Here is an example of the input data and of what I am looking for:
import awkward as ak
import numpy as np
import torch
arr = ak.Array({"MET_pt" : [0.0, 100.0, 20.0, 30.0, 4.0],
"MET_phi" : [0, 0.1, 0.2, 0.3, 0.4],
"class" : [0, 1, 0, 1, 0]})
# These are my input features
x = arr[['MET_pt', 'MET_phi']]
# These are my class labels
y = arr['class']
#
## Here would be the code converting to torch tensors
#
x_torch = torch.tensor([[0, 0], [100, 0.1], [20, 0.2], [30, 0.3], [4, 0.4]])
y_torch = torch.tensor([0, 1, 0, 1, 0])
However, I cannot find an easy way to convert x from the awkward arrays to the torch arrays. I can easily convert y to torch tensors by simply doing:
torch.tensor(y)
> tensor([0, 1, 0, 1, 0])
But I am unable to do this for the x array:
torch.tensor(x)
> TypeError: object of type 'Record' has no len()
This lead me to the idea of converting to numpy arrays first:
torch.tensor(ak.to_numpy(x))
> TypeError: can't convert np.ndarray of type numpy.void. The only supported types are: float64, float32, float16, complex64, complex128, int64, int32, int16, int8, uint8, and bool
But as you can see this doesn't work either.
I think the problem lies in the fact that the ak.to_numpy() function converts the x array to:
ak.to_numpy(x)
> array([( 0., 0. ), (100., 0.1), ( 20., 0.2), ( 30., 0.3), ( 4., 0.4)],
dtype=[('MET_pt', '<f8'), ('MET_phi', '<f8')])
where I want it to convert like:
ak.to_numpy(x)
> [[0, 0], [100, 0.1], [20, 0.2], [30, 0.3], [4, 0.4]]

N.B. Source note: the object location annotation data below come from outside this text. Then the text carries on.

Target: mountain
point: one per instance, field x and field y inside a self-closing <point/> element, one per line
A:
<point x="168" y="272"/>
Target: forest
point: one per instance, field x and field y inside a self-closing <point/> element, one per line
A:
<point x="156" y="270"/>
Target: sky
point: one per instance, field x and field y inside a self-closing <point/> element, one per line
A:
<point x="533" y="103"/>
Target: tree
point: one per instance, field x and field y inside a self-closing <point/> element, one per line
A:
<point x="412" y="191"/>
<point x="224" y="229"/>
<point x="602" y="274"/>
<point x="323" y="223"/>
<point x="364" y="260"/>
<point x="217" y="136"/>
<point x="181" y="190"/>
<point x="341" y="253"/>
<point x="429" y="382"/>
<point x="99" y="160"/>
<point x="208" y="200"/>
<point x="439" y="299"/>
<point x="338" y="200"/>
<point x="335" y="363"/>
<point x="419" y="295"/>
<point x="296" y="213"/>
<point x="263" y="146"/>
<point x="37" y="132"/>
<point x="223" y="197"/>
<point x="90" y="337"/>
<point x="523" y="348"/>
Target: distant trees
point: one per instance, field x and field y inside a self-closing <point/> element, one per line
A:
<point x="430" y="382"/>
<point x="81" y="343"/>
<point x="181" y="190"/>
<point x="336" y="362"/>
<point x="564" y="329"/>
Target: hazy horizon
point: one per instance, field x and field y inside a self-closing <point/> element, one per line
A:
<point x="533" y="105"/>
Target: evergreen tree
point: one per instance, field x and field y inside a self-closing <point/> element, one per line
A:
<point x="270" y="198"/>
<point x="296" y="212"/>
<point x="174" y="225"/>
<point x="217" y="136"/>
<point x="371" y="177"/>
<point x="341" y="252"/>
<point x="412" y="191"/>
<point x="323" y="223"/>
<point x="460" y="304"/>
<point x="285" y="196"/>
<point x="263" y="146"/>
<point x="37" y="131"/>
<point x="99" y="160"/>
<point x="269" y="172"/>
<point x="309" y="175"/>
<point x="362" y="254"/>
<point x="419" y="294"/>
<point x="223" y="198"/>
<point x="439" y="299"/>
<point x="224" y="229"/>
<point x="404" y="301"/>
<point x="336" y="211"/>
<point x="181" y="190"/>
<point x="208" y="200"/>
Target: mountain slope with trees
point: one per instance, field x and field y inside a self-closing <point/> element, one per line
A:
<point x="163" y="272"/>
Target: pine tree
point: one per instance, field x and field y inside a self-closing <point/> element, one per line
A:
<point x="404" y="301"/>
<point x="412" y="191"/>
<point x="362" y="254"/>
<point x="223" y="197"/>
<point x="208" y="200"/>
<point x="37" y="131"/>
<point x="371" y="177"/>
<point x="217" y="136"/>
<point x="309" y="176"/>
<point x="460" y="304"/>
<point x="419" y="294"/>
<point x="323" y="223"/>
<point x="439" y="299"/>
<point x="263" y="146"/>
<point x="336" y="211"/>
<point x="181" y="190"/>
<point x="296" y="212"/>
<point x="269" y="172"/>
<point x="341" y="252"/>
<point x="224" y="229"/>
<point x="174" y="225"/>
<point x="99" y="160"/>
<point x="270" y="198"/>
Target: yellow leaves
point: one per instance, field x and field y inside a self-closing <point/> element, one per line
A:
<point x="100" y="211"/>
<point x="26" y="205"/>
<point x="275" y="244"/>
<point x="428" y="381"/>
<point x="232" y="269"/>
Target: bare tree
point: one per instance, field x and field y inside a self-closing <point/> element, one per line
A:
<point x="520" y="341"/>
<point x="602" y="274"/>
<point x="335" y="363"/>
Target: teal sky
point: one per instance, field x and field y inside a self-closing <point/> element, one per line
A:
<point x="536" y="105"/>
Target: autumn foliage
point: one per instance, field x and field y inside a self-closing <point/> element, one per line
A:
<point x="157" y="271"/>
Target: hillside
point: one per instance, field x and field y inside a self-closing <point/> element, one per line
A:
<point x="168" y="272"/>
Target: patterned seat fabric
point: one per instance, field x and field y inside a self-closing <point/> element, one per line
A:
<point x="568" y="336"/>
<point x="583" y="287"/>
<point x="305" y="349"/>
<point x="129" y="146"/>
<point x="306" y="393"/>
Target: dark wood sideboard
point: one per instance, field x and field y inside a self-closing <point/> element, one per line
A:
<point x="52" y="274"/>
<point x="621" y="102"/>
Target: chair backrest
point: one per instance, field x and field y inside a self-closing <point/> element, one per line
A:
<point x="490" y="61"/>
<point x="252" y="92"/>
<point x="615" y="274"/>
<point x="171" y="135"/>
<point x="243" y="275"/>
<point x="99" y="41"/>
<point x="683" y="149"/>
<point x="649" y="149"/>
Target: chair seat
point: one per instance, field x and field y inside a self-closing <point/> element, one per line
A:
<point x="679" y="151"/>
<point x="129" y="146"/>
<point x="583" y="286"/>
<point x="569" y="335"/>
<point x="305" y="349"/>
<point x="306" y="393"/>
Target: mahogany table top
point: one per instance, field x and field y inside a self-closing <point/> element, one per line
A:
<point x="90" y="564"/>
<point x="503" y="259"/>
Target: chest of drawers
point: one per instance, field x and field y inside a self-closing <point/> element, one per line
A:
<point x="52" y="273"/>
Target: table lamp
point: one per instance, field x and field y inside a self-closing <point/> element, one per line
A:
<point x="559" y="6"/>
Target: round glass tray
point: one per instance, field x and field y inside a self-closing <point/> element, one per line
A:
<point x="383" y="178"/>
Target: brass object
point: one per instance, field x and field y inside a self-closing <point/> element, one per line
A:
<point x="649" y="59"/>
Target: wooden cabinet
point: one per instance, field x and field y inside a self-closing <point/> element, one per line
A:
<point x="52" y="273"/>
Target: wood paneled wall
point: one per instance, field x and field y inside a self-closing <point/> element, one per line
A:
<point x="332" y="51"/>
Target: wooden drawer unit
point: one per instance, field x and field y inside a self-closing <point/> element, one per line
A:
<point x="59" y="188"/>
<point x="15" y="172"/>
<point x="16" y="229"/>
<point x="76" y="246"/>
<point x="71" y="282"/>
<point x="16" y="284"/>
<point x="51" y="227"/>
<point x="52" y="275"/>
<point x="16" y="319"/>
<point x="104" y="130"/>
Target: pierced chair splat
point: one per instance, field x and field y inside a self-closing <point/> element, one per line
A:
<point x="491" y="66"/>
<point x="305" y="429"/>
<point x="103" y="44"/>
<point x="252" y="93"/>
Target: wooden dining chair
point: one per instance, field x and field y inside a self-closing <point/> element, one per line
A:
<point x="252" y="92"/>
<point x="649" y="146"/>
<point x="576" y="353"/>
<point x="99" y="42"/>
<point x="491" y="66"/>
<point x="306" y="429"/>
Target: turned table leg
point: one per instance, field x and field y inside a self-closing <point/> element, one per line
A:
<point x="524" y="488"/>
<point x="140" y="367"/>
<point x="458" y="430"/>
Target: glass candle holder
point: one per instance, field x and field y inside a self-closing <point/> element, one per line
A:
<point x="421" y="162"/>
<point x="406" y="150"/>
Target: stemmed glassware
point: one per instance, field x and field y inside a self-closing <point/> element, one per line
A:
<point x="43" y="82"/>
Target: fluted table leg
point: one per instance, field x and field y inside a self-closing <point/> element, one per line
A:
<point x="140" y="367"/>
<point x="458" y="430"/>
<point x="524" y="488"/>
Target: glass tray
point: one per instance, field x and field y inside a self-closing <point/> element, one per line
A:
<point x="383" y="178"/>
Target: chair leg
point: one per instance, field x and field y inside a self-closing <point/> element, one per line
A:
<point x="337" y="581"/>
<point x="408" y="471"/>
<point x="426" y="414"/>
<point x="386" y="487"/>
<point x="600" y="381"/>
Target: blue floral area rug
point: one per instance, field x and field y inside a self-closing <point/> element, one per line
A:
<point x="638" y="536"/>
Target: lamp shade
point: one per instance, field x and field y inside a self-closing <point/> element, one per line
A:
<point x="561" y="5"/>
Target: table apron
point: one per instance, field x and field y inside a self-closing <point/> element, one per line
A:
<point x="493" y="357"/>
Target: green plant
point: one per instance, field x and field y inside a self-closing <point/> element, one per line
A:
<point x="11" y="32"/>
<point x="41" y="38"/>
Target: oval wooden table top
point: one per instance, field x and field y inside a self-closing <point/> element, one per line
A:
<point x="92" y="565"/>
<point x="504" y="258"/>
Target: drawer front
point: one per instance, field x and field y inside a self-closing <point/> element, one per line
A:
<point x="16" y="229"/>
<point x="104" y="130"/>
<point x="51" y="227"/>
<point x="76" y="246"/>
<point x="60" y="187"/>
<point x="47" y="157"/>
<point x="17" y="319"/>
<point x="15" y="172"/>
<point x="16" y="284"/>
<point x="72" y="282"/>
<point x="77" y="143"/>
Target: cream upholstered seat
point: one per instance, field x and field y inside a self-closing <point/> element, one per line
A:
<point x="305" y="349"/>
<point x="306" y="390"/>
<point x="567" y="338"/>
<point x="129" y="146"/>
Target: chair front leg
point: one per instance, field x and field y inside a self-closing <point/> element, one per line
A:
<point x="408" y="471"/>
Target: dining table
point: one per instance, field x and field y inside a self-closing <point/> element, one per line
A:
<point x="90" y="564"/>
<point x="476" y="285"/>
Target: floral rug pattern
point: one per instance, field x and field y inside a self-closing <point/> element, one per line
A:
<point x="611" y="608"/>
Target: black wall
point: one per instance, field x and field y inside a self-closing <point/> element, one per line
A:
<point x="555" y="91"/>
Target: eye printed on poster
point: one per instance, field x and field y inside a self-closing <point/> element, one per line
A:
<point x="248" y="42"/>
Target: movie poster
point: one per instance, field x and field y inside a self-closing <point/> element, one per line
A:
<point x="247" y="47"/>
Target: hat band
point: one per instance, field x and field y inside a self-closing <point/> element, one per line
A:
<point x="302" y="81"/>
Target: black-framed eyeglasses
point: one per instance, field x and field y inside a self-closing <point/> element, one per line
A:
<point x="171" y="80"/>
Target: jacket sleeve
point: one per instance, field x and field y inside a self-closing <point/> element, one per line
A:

Is there anyway of converting an N-dim non-jagged awkward array such as x into the format shown immediately above? Or is there a smarter way to convert directly to torch tensors?
Sorry if this is a stupid question! Thanks!
One approach is to convert it to a list of dictionaries using
to_list(), and then read out the numerical values. Converting it directly usingto_numpy()seems to result in the keys being tied up in the dtypes, which is why I opted forto_list().